Ich sitze immer noch herum, in Erwartung der anstehenden Evakuierung. Ein neues und unerwartetes Gefühl der Heimatlosigkeit steigt in mir auf, das angenehme Homeoffice schon schmerzlich missend, den langen Arbeitsweg vor Augen. Werde ich heute wohl wieder nach Hause kommen? Viele andere Betroffene aus dem Evakuierungsradius werden den Tag in einer der hergerichteten Hallen verbringen müssen. Mein Mitgefühl steigt minütlich für alle, die schon viel längere Zeit mit ihrem wenigen Hab und Gut in solchen Hallen ausharren, und die sich jeden Tag fragen, wann sie wieder nach Hause kommen. Als sei der letzte kriegerische Zustand der 2. Weltkrieg gewesen. Tatsächlich befinden wir uns seit 2022 in Europa wieder im Krieg. Die Front befindet sich zwar 1.500 Kilometer entfernt, doch die russische Invasion in die Ukraine hat weltweit zu Unsicherheit, Störungen auf den Märkten, zu Inflation und Energiekrise geführt. Tägliche Berichte in den Nachrichten begleiten uns, Bilder von zerbombten Häuserfronten, Toten und Verletzten.
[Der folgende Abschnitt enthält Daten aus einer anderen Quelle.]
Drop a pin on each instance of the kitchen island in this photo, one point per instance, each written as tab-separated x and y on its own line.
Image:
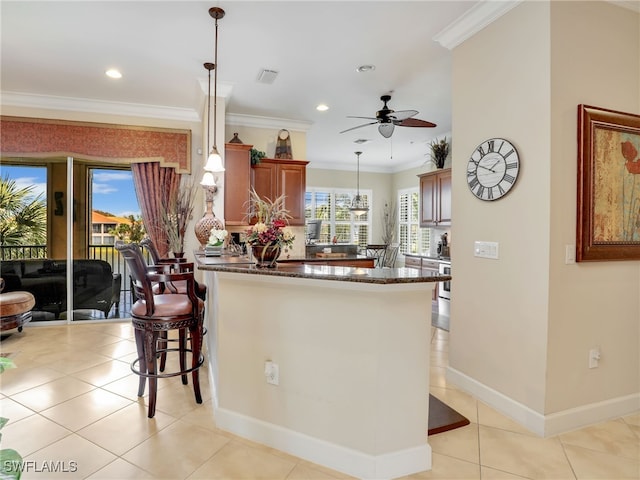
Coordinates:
351	347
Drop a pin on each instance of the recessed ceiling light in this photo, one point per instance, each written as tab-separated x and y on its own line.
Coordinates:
365	68
113	73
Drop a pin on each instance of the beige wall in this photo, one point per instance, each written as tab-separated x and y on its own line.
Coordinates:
595	60
522	325
499	307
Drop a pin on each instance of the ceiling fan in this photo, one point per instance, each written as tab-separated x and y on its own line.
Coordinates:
388	119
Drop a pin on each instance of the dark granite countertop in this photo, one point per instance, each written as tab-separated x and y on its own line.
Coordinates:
383	276
437	258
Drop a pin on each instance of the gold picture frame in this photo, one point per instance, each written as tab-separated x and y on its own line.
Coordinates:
608	215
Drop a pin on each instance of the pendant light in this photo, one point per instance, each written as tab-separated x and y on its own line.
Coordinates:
213	165
214	161
358	205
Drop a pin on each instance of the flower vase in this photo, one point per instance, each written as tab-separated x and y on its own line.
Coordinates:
265	255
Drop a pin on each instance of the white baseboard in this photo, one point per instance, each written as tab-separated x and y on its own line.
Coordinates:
330	455
546	425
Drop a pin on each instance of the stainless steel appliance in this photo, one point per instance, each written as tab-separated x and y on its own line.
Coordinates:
444	289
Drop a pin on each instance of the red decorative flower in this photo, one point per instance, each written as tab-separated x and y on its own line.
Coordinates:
630	153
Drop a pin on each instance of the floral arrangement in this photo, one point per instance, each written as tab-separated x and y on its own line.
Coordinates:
272	227
175	211
217	237
439	151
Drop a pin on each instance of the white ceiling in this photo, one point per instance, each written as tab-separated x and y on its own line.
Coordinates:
62	49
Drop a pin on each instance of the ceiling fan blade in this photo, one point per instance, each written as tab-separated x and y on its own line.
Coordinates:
415	122
386	129
402	115
359	126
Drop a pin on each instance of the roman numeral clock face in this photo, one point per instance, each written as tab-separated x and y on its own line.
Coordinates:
493	169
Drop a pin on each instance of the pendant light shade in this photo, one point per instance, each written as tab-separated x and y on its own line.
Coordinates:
214	165
214	161
358	205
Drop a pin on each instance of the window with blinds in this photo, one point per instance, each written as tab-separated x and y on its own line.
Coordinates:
332	207
413	239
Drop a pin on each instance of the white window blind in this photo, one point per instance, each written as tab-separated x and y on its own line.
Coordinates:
413	239
331	205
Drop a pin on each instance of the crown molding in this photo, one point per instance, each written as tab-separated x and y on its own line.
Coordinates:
472	21
224	89
27	100
633	5
255	121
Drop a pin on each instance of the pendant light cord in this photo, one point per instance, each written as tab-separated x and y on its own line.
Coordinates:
215	90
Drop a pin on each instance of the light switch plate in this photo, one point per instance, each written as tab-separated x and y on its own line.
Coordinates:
486	250
569	254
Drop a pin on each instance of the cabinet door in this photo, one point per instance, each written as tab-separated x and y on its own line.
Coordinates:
292	183
264	180
428	201
237	164
444	198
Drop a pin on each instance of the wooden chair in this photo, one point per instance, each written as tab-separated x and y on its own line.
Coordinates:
201	290
154	314
147	243
15	308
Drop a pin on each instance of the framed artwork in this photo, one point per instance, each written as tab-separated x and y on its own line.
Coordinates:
608	217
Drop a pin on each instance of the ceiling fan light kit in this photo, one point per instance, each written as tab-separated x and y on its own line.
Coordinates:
388	119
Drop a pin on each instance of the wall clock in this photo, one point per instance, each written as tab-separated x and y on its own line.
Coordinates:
493	169
283	145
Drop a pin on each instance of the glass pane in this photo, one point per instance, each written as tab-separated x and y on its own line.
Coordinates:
323	206
403	205
23	221
361	235
415	199
343	232
115	215
413	239
404	239
343	202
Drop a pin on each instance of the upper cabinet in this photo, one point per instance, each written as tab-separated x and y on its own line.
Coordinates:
237	160
435	198
271	178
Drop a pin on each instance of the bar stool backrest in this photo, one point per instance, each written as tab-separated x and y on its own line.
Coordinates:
138	271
Waffen- und Panzerlieferungen, Kriegsdebatten und Flüchtlingshilfe sind Hauptthemen, nicht nur in politischen Talkshows.

Die Zeit vergeht nur langsam. Als um 11 Uhr nach ungewissen Stunden die Nachricht im Dorf die Runde macht, dass das unbekannte Objekt keine Bombe ist, ist die Erleichterung erstaunlich groß: Es wird ein Tag wie jeder andere. Aber dieser Tag hat sich verändert und ist zu einem Geschenk geworden. Keine Bombe wurde entschärft – aber dafür mein Bewusstsein geschärft, für unseren friedlichen Alltag tagtäglich sehr dankbar zu sein. Meine Wohnung war im letzten Winter trotz allem warm. Das Dach über meinem Kopf wird nicht durch Bombardierungen bedroht. Falls ich mich einmal nicht in meinem sicheren Zuhause aufhalten darf, kann ich dennoch dorthin zurückkehren. Die Sicherheit ist nicht in Frage gestellt.

Es ist still! Die Sonne scheint, viele Telefone klingeln, das Dorf atmet spürbar auf.